I’m worried I see in words. When I read a vivid, painterly writer like Dorothy Dunnett or J.M. Ney-Grimm I feel like I am immersed, virtual-reality-style, in a world I can see and smell. When I try to remember the color of my mother’s couch, I can’t. When I try to conjure an image of what my own couch would look like based on the two color swatches in my hands the image won’t come. Could I describe a stranger’s face to a sketch artist in sufficient detail to depict a perpetrator? Hell, no. I’d get height, hair, and eyes. I can recognize someone if I see them again—most of the time—but I’d really appreciate it if none of you ever changed your hairstyle again. I’m good with what you’ve got.

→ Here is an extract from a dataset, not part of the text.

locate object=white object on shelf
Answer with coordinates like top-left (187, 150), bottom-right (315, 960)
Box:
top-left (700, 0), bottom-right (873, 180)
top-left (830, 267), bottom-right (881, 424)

It’s different when I read. I can see something even without looking at it. Words make me see all sorts of things in my head. With the right writer, I feel like I’m reading a movie. It’s also how I write, and when I write I see thing as I describe them in words. The images grow clearer with each word on the screen, and I can enter my own worlds and eventually see all of it. I just need words to take me there. But if I’m sitting around daydreaming, what comes into my head are conversations and actions, not pictures of places. This made my alien world of Nwwwlf rather difficult at first. I didn’t even know it would be.

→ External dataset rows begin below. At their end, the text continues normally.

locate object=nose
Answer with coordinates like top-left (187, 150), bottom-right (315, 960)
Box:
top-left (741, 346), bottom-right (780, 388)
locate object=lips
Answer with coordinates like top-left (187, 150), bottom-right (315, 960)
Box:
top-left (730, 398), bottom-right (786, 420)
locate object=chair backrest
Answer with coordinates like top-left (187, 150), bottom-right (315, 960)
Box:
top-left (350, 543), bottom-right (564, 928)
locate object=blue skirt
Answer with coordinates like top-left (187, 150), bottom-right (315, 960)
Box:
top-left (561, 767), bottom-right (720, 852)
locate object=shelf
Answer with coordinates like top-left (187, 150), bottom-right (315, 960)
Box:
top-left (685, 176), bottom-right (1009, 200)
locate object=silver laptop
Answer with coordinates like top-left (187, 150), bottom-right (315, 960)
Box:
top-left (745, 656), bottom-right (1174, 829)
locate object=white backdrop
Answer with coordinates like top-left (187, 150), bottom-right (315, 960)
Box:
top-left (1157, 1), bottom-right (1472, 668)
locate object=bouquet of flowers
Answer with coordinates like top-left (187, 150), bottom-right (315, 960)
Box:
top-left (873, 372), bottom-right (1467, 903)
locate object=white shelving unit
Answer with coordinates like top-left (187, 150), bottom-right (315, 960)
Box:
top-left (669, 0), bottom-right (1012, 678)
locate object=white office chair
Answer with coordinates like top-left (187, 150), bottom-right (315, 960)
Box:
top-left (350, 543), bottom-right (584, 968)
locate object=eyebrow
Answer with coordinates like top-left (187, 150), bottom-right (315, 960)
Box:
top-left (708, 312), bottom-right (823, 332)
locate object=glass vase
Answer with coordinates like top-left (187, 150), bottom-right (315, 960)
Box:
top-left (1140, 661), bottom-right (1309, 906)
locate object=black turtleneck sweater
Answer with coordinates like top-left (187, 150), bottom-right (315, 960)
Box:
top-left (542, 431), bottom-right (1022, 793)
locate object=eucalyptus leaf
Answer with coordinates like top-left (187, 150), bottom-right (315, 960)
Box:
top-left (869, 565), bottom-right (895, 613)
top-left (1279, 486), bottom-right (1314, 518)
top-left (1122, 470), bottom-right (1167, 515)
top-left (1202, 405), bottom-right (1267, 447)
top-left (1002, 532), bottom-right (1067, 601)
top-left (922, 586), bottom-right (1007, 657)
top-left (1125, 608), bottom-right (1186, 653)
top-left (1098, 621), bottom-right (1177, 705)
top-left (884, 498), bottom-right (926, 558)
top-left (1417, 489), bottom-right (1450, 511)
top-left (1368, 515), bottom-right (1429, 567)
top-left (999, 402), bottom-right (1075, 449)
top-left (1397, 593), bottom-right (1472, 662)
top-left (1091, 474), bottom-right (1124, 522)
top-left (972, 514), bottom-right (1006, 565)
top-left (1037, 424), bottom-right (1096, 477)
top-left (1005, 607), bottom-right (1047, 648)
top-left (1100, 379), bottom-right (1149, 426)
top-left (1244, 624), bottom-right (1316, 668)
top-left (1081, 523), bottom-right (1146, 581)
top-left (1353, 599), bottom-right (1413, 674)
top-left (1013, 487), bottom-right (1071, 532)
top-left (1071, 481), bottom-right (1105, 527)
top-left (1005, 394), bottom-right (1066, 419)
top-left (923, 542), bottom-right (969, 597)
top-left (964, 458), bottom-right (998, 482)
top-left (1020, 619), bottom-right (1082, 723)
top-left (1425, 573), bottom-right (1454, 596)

Now, don’t get me wrong. I like looking at things. I may have no long-term storage capacity for what I see, but I love beautiful things. I have paint and pictures on my walls, floral fabrics on chairs, and I love gardens, manicured or wild. People are objects of beauty just as much as a painting, and my heart melts with longing when I look at a pot de crème. But my visual imagination lags my language.

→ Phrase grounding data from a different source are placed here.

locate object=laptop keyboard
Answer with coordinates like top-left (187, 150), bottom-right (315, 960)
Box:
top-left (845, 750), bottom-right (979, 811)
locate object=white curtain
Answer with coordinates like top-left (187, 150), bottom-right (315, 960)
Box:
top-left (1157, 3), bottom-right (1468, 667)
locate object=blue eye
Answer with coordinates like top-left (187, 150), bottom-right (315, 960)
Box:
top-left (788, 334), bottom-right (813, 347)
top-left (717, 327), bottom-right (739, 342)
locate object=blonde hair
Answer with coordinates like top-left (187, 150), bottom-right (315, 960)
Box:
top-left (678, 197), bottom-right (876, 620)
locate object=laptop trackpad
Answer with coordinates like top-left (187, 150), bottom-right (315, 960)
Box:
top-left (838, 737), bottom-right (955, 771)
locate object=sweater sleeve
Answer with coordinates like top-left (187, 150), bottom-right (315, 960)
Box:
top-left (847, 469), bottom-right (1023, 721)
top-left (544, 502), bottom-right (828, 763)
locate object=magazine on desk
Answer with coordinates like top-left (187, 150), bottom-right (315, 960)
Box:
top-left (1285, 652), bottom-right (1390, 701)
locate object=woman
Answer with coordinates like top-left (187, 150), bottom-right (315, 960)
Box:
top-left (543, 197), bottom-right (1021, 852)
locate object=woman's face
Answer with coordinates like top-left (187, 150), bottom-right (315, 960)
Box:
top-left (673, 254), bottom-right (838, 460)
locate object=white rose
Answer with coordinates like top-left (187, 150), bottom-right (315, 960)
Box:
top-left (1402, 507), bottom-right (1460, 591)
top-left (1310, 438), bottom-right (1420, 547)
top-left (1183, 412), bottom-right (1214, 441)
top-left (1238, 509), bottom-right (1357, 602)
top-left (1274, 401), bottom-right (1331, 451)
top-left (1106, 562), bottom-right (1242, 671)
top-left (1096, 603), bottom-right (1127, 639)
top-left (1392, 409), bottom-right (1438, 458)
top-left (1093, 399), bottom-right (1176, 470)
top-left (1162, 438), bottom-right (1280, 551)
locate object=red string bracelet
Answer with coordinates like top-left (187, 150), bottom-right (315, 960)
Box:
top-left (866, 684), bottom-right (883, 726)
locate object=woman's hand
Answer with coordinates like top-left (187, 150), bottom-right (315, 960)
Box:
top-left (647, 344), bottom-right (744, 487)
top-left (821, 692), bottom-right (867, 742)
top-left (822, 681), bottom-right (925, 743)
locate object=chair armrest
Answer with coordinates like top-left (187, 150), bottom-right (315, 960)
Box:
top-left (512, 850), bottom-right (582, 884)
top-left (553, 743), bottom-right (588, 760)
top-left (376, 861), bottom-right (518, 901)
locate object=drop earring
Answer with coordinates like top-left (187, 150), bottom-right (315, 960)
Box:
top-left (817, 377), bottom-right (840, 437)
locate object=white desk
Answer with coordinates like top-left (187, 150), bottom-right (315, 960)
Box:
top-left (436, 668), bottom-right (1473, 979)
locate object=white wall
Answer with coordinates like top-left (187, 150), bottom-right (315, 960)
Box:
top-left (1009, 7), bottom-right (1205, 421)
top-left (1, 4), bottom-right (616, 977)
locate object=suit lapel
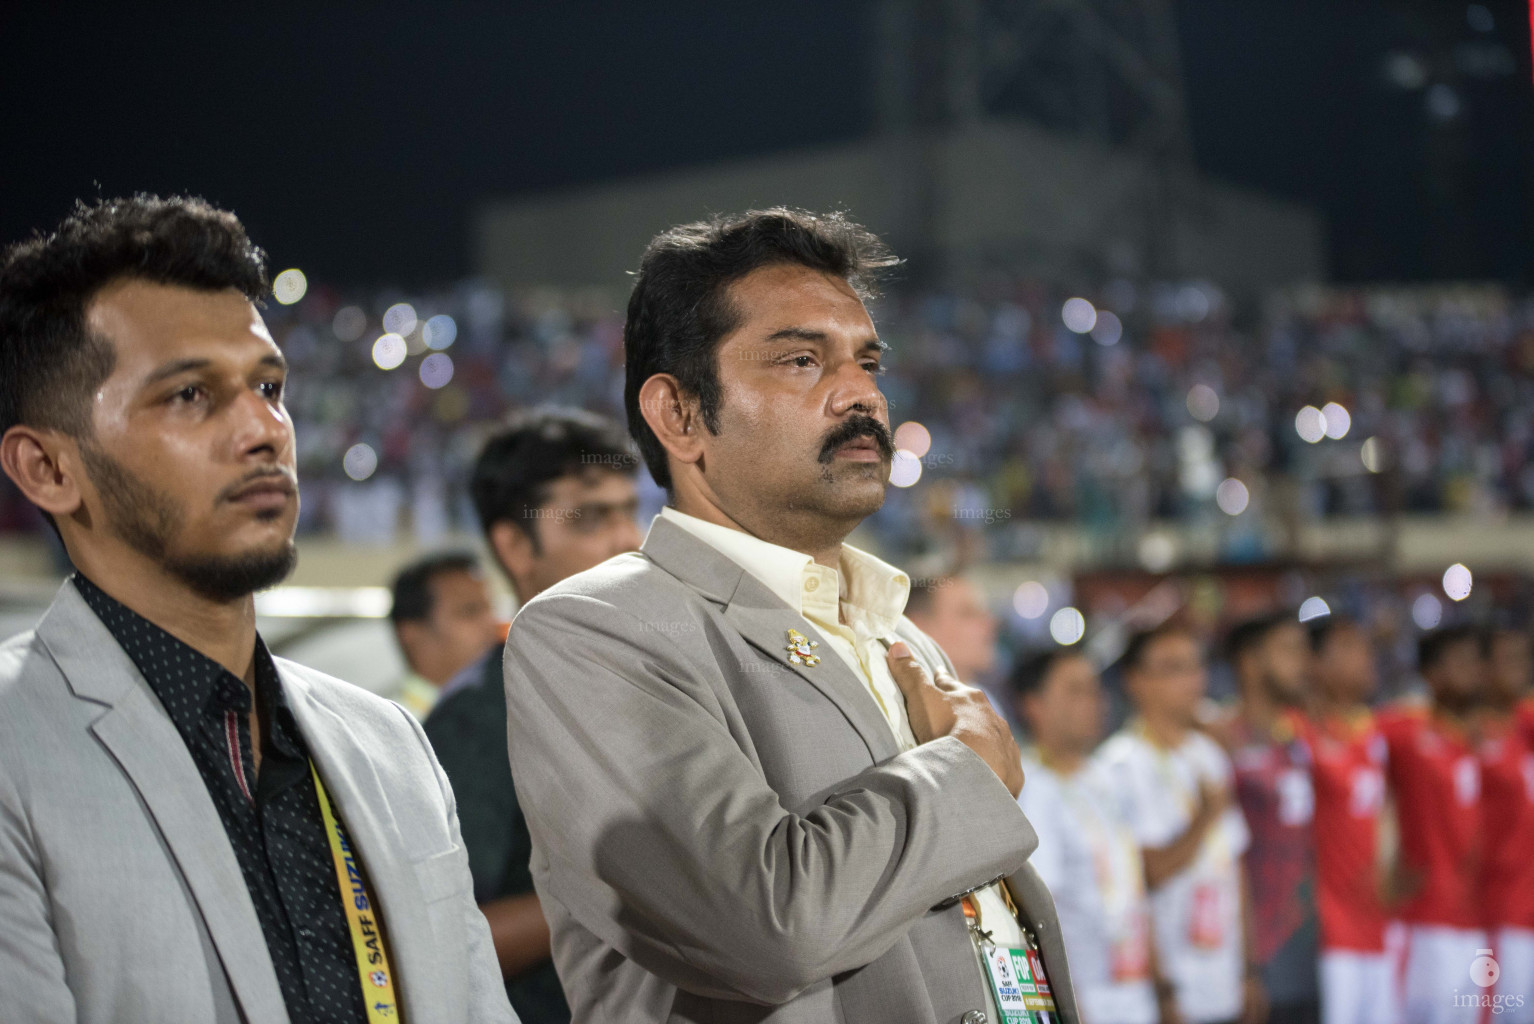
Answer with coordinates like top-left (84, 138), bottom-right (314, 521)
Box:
top-left (37, 583), bottom-right (290, 1024)
top-left (281, 668), bottom-right (439, 1024)
top-left (643, 515), bottom-right (902, 764)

As with so many things, the internet has come to my rescue. I was looking on One Kings Lane at paintings I wanted but couldn’t get, and there was Country Sunrise by Kenneth Ray Wilson, with its odd colors that do exist in the natural world but not often. A meadow of pale lime receded up a hill. Grasses of indigo, pale and dark, crowded the foreground. It was alien and strange and looked like my imaginary world, only I hadn’t realized it until just that moment. Sunset Oaks gave a different perspective on the same colors and had the same effect on me. A pang of excitement hit. This really was what Nwwwlf looked like. Then I became sad. I wished I could save the paintings. I could write up the colors really quickly, sure, but the paintings were evocative and put me immediately into my imaginary world without me having to do a lot of work. I wanted to come back and gaze at it, but the site was a flash sale site of sorts. All would be lost.
Then I saw it, the little circle with a P in it. I could save the picture. I could look at it whenever I wanted to and not pay anyone $379 to do so. I set up a board for Sleeping Duty, the first in my Waking Late series, on Pinterest. I gradually added other pictures to it, a river mill, a rush chair, items and settings that evoked the medieval feel of Nwwwlf. I even have some wacky dudes whose manly posture I like to show to my cover artist.
I created more boards. My favorite might be my collection of Early Spaceports. The Canaletto above will be the cover for an unfinished story about a powersat billionaire who collects paintings of what he calls, you guessed it, early spaceports. I’ll just be adding a little satellite to the blue, blue of the sky. The board itself contains paintings of wharves, ports, sailing ships, water, water everywhere, and mysterious paths. A painting of mysterious paths also features in the story. For some reason, that painting is something I can picture in my head, and I keep looking for a real-life version of it. I haven’t found it yet, but I’m getting close. I also have a picture on that board of one of my sons and me, but that’s because it’s a picture of us at a real early spaceport, waiting for the first Antares launch out of Wallops. The launch got scrubbed, but these pictures won’t.